En esta maravillosa novela escuchamos las confesiones de Sayuri, una de las más hermosas geishas del Japón de entreguerras, donde aún resonaban los ecos feudales y donde las tradiciones ancestrales empezaban a convivir con los modos occidentales.
De la mano de Sayuri entraremos en un mundo secreto dominado por las pasiones y sostenido por las apariencias, en el que la sensualidad y la belleza no pueden separarse de la degradación y el sometimiento: un mundo en el que las jóvenes aspirantes a geishas son duramente enseñadas en el arte de la seducción, en el que su virginidad se vende el mejor postor y donde tienen que convencerse de que, para ellas, el amor no es más que un espejismo.



Citas:

Le aterraba más el fuego que a un vaso de cerveza un hombre sediento
“Podía irme a la cama con la idea de que no siempre iba a ser como una gota de té derramada en las esteras de tatami
“Eran los obstáculos y las preocupaciones lo que le había proporcionado a mi vida su intensidad
“Pr eso los sueños son tan peligrosos: abrasan como el fuego y a veces nos consume totalmente”
“Pero ahora sé que nuestro mundo no es nunca más permanente que una ola que se eleva sobre el océano”
“Cualesquiera que sean nuestras luchas y nuestras victorias, como quieran que las padezcamos, enseguida desaparecen en la corriente, como la tinta acusa sobre el papel”

Arthur Golden (1956- )

El escritor estadounidense Arthur Golden nació en Chattanooga, estado de Tennessee, en el año 1956, hijo de Ruth Holmberg y Ben Hale Golden, ambos editores del Chattanooga Times. Su abuelo era Adolph S. Ochs, editor del “New York Times”.
Arthur estudió arte en la Universidad de Harvard, centro en el cual se especializaría en arte japonés.
En 1980 realizó un master en historia de Japón por la Universidad de Columbia. Dos años después contrajo matrimonio con Trudy Legee.
Su atracción por el mundo oriental le llevó a aprender chino mandarín y a residir en Pekín y en Tokio, la capital japonesa.

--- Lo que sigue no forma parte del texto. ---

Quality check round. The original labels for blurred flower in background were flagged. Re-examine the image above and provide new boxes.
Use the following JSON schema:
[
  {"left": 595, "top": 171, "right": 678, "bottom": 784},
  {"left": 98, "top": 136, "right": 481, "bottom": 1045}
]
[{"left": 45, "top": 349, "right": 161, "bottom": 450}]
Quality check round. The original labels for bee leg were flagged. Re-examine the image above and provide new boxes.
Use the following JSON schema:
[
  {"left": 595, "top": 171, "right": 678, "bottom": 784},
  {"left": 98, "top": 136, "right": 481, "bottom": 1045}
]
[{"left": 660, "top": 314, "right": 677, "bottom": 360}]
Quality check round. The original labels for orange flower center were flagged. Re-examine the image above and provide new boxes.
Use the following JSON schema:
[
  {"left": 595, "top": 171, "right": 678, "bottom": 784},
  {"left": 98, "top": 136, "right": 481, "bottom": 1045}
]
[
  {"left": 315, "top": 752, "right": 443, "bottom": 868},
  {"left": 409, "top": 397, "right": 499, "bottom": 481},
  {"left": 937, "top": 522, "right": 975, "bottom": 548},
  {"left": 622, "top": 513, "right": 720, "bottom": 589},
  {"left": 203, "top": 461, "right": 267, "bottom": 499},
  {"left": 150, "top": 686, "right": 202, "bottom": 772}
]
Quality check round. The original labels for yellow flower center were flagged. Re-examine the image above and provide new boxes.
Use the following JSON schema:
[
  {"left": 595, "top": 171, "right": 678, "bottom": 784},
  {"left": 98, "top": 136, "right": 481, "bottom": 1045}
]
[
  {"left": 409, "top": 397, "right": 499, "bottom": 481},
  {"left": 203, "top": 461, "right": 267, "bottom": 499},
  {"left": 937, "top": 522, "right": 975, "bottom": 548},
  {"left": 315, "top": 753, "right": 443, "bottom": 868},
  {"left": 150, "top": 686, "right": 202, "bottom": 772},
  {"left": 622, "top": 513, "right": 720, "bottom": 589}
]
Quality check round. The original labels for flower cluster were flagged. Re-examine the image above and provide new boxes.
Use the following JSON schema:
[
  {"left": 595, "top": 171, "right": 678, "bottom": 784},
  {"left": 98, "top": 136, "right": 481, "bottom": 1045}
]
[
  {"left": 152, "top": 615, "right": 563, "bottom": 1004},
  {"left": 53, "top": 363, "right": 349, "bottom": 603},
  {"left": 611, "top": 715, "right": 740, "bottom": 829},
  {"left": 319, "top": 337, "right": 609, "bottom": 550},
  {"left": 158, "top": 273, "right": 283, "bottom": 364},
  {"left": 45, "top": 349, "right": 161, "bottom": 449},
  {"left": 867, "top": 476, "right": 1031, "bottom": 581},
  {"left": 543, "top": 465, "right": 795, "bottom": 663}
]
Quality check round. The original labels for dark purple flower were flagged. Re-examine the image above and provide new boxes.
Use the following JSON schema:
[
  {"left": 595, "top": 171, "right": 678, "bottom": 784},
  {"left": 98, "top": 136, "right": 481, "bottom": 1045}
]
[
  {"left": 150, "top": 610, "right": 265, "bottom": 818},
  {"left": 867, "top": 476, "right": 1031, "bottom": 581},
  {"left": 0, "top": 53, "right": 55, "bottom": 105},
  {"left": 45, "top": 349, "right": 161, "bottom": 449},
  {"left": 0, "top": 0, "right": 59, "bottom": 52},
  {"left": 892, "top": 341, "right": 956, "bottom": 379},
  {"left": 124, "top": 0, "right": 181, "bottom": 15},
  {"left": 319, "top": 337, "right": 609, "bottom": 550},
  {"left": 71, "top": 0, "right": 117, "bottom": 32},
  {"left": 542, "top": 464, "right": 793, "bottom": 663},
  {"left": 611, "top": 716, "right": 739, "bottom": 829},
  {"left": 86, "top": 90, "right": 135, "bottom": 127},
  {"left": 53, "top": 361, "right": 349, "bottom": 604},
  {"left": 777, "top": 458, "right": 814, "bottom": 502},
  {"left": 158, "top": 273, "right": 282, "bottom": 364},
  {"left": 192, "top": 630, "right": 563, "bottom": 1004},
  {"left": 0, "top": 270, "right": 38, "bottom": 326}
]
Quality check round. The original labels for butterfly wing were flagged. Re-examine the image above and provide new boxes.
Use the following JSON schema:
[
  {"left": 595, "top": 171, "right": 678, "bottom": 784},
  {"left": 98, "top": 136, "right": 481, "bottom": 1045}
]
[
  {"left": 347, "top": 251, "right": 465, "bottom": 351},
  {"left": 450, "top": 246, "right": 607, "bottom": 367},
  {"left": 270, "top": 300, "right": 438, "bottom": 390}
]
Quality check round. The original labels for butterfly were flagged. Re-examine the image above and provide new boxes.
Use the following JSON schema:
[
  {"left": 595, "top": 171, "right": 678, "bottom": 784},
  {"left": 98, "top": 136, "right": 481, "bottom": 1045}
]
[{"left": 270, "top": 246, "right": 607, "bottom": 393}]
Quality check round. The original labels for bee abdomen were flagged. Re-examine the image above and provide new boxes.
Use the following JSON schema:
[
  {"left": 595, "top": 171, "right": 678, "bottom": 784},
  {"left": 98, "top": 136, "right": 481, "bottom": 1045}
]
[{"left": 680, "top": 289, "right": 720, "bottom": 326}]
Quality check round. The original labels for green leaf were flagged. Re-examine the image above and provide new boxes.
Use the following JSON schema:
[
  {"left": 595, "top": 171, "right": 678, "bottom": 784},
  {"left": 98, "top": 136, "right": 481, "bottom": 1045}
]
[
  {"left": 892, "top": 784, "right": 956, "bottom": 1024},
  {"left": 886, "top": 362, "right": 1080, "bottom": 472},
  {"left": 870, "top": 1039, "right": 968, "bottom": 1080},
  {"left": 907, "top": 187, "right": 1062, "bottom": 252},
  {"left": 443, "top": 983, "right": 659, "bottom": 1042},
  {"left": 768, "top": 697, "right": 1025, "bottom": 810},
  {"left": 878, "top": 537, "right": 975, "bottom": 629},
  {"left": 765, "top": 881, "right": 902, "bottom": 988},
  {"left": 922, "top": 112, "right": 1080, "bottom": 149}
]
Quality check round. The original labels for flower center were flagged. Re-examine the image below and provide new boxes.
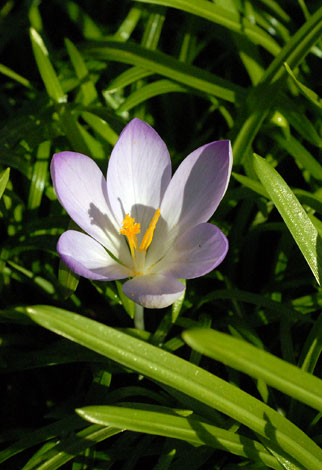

Después de trabajar como editor en el Chattanooga Times, Golden publicó su primera novela, “Memorias de una Geisha (Memoirs of a geisha)” (1996), un best-seller para el que contó con la experiencia de la Iwasaki Mineko.

Opinión:

Escrito de forma ligera y gran sentimiento; el autor no solo nos envuelve en una época de entreguerras sino también nos envuelve en las fortunas y desdichas de la protagonista Sayori.
Aunque cabe destacar, que no solo realza la figura principal (Sayuri), sino de también de todos los demás personajes, dotándoles de una historia y una personalidad compleja, con una profundidad realmente increíble, que realza con el estilo tan único del autor.
No solo muestra una prosa ingeniosa, sino también en ella deja vislumbrar la gran pasión y la afinidad con la cultura japonesa, ya que expresa no solo una historia fantástica donde los temas como: el amor, el deber, la pasión, los celos, la envidia, y la amistad cobra una nueva visión; sino que además lo hace con una sensibilidad extraordinario, con suavidad y belleza; no solo te trasladas a la historia de Sayuri además te trasladas a su corazón, viendo y sintiendo lo que ella.
Aunque personalmente, me hubiera gustado, algunos capítulos más que traten de la cultura japonesa (mi devoción a la historia y a la antropología así me lo implora). Pero a rasgos generales, es un libro que puede tocar la fibra sensible hasta los corazones más herméticos, ya que su estilo, la temática y el trasfondo habla de las pasiones de los seres humanos y estas nos son indiferente a nadie; además el hecho de la ligereza de la prosa y la facilidad de lectura no resta importancia al trasfondo de las reflexiones que en él se recoge.
Conclusión, es una pieza literaria de gran belleza y maestría técnica, además de una prueba de la calidad y el cuidado de la pieza, que con habilidad el autor es capaz de mostrar las desgracias desde un punto delicado y bello haciendo una oda al esplendor de la caída de una época y el resurgir de otra, con el equilibrio típicamente japonés envolviendo como si fuera seda a toda la narración.